Vlaams parlementslid Loes Vandromme.
Leerplicht, geen schoolplicht
In België is er een leerplicht, maar geen schoolplicht. Een kind dat leerplichtig is, moet dus onderwijs krijgen, maar hoeft daarvoor niet noodzakelijk naar school te gaan. In plaats van hun kind naar een erkende school te sturen, organiseren sommige ouders huisonderwijs. Ze melden dit via het Loket Huisonderwijs. In 2017-2018 volgden 1.082 leerlingen individueel huisonderwijs onderwijs. Vijf jaar later waren dat er al 2.548, een stijging met maar liefst 135 procent.
De cijfers per provincie verschillen wel. In Oost-Vlaanderen is de stijging (+156 procent) het grootst. In West-Vlaanderen verdubbelde het aantal leerlingen in huisonderwijs ook, maar ‘slechts’ met 116 procent. Huisonderwijs komt vaker voor in centrumsteden, maar opmerkelijk is wel dat de stijging over vijf jaar daar minder snel ging. We noteren over vijf jaar een stijging van 102 procent in onze centrumsteden.
Slaagpercentages
Kinderen die huisonderwijs volgen moeten op vaste tijdstippen deelnemen aan de examens van de Examencommissie van de Vlaamse Gemeenschap. Zij kunnen hier het nodige getuigschrift behalen om verder te mogen doen met huisonderwijs. Slaagpercentages, specifiek voor leerlingen die zich registreerden voor individueel huisonderwijs, houdt de Examencommissie secundair onderwijs niet bij. Er zijn wel gegevens beschikbaar voor leerlingen die al dan niet slaagden voor het examen basisonderwijs via de Examencommissie. “Het percentage geslaagden daalde gevoelig op één jaar tijd met 15 procent”, zegt Vandromme. De daling van het aantal geslaagden is wel exclusief toe te schrijven aan de resultaten van de leerlingen uit de provincie Antwerpen. Daar daalt het percentage geslaagden in één jaar tijd met 27 procent. In de andere provincies stijgt het aantal geslaagden.

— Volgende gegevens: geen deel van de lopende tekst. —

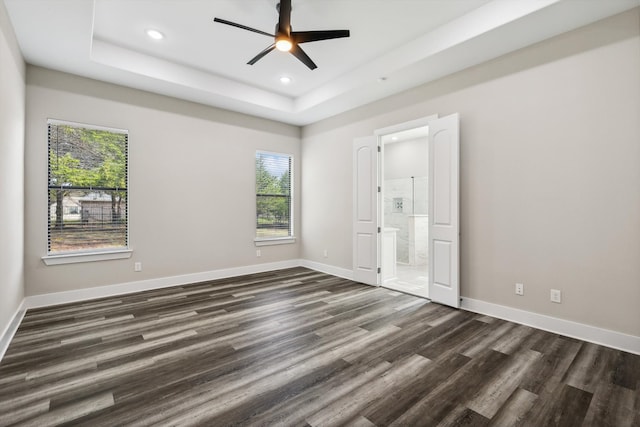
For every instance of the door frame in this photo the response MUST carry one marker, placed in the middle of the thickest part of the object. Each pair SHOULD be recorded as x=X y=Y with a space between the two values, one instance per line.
x=379 y=134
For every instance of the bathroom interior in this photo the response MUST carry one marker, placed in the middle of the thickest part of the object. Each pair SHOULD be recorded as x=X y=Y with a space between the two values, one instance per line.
x=405 y=221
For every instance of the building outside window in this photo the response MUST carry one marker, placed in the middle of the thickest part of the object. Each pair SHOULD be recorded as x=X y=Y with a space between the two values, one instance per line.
x=87 y=191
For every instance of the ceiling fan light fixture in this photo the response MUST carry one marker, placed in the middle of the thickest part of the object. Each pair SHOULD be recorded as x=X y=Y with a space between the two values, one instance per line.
x=283 y=44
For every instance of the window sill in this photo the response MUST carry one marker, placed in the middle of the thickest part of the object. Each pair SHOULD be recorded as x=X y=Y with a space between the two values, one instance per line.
x=73 y=258
x=275 y=241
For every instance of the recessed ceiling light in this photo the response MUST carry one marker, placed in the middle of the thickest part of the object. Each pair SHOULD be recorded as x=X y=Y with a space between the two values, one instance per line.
x=155 y=34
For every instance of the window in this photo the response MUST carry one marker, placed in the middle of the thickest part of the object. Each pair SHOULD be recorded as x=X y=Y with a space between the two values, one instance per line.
x=87 y=188
x=274 y=207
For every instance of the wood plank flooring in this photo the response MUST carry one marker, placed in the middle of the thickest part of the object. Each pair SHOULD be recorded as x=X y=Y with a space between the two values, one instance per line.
x=296 y=348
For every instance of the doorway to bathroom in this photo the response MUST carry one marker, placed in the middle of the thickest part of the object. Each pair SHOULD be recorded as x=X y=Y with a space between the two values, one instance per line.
x=404 y=211
x=375 y=253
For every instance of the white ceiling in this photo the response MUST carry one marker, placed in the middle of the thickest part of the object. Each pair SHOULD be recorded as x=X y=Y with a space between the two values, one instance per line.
x=394 y=45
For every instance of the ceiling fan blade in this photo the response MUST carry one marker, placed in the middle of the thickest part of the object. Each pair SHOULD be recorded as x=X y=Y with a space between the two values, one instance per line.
x=284 y=20
x=261 y=54
x=244 y=27
x=303 y=57
x=314 y=36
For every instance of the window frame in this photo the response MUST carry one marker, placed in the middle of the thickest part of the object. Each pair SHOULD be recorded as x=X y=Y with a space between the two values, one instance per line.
x=93 y=254
x=291 y=238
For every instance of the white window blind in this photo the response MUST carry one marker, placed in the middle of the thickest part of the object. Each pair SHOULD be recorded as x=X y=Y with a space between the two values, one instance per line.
x=87 y=191
x=274 y=206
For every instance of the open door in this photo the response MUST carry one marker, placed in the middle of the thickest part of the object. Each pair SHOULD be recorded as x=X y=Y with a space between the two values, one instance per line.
x=444 y=227
x=365 y=210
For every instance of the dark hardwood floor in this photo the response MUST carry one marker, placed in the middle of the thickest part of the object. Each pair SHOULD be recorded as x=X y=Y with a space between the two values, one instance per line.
x=295 y=348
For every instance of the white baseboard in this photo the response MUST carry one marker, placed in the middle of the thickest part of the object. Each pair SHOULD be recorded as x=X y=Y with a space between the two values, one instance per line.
x=45 y=300
x=12 y=327
x=617 y=340
x=328 y=269
x=568 y=328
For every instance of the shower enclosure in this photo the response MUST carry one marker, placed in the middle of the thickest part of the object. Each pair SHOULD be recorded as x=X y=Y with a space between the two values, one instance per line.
x=405 y=215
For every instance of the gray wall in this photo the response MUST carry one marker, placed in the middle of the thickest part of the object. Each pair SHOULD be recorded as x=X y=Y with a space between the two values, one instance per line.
x=191 y=182
x=12 y=100
x=406 y=158
x=550 y=167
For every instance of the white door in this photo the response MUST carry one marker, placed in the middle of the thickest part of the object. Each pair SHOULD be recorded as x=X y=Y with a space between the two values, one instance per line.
x=444 y=227
x=365 y=210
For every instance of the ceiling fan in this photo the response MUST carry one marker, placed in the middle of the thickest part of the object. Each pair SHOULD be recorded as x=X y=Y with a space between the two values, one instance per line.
x=286 y=40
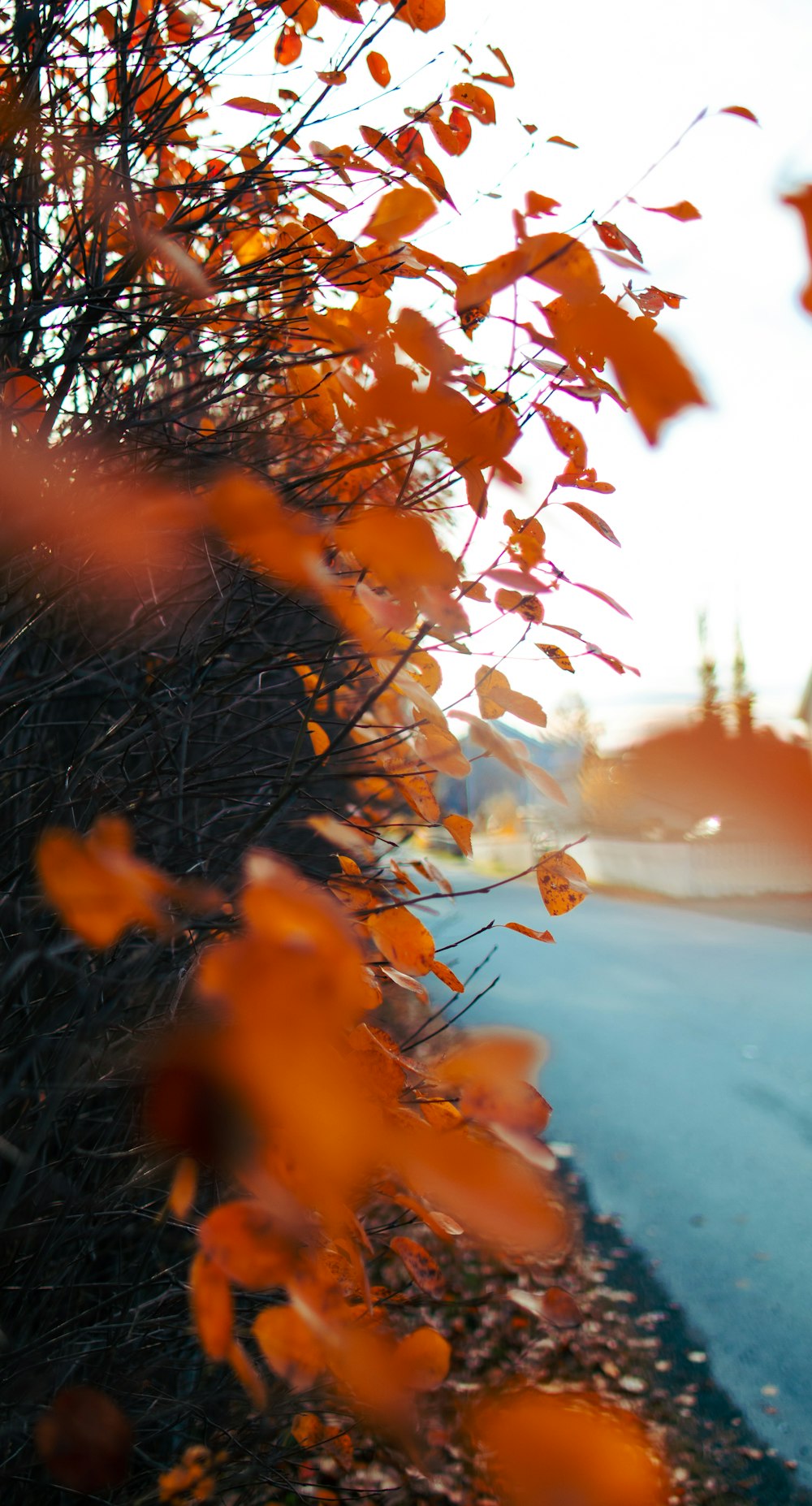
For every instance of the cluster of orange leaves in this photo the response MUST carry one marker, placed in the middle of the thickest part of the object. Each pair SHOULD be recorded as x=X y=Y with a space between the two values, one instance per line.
x=279 y=1075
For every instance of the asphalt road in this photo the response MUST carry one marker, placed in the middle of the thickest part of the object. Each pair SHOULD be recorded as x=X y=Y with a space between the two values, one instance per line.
x=681 y=1075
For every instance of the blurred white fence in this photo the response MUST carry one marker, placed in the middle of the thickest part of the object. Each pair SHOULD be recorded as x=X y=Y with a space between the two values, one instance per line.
x=707 y=869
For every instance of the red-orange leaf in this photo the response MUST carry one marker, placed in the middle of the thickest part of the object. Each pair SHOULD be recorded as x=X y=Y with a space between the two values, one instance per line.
x=421 y=1266
x=594 y=521
x=211 y=1306
x=537 y=204
x=565 y=437
x=801 y=201
x=676 y=211
x=98 y=885
x=403 y=938
x=424 y=1359
x=287 y=47
x=288 y=1347
x=24 y=400
x=741 y=110
x=454 y=134
x=400 y=214
x=542 y=1449
x=477 y=100
x=561 y=1309
x=84 y=1440
x=460 y=829
x=447 y=976
x=425 y=15
x=253 y=106
x=562 y=883
x=244 y=1241
x=616 y=240
x=558 y=657
x=378 y=68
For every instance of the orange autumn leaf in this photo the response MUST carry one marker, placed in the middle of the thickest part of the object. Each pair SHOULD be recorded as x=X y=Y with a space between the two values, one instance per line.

Inspectie voor huisonderwijs
De onderwijsinspectie kan het huisonderwijs controleren om na te gaan of voldaan is aan de minimumeisen. Als bij twee opeenvolgende inspecties blijkt dat het huisonderwijs niet voldoet, moeten ouders hun kind in een erkende school inschrijven. Het aantal controles door de onderwijsinspecties voor huisonderwijs is vorig jaar meer dan verdubbeld in vergelijking met het jaar daarvoor: van 301 controles in het schooljaar 2020-2021 naar 739 in het schooljaar 2021-2022, waarbij het aantal positieve evaluaties gelijk bleef. Alleen in de Brusselse gemeenten steeg het aantal negatieve evaluaties wel gevoelig.
Wat ook opvalt: de groep kinderen die vanuit het regulier onderwijs overstapt naar het huisonderwijs stijgt, de groep kinderen die de omgekeerde beweging maken en terugkeren naar het regulier onderwijs daalt. “Voor steeds meer leerlingen is huisonderwijs meer dan een impulsieve beslissing naar aanleiding van de lockdown tijdens de coronapandemie”, concludeert Loes Vandromme. “Daarom lijkt het mij heel waardevol om hier verder onderzoek rond te doen. In de commissie onderwijs kwam dit thema in volle coronacrisis al eens aan bod. Toen vond de minister het niet nodig om deze tendens te onderzoeken omdat hij van mening was dat veel ouders op hun stappen zouden terugkeren. Quod non. Informatie over de profielen van leerlingen in individueel huisonderwijs kan ons ongetwijfeld veel leren over eventuele leemtes in het huidige onderwijssysteem,” besluit het parlementslid.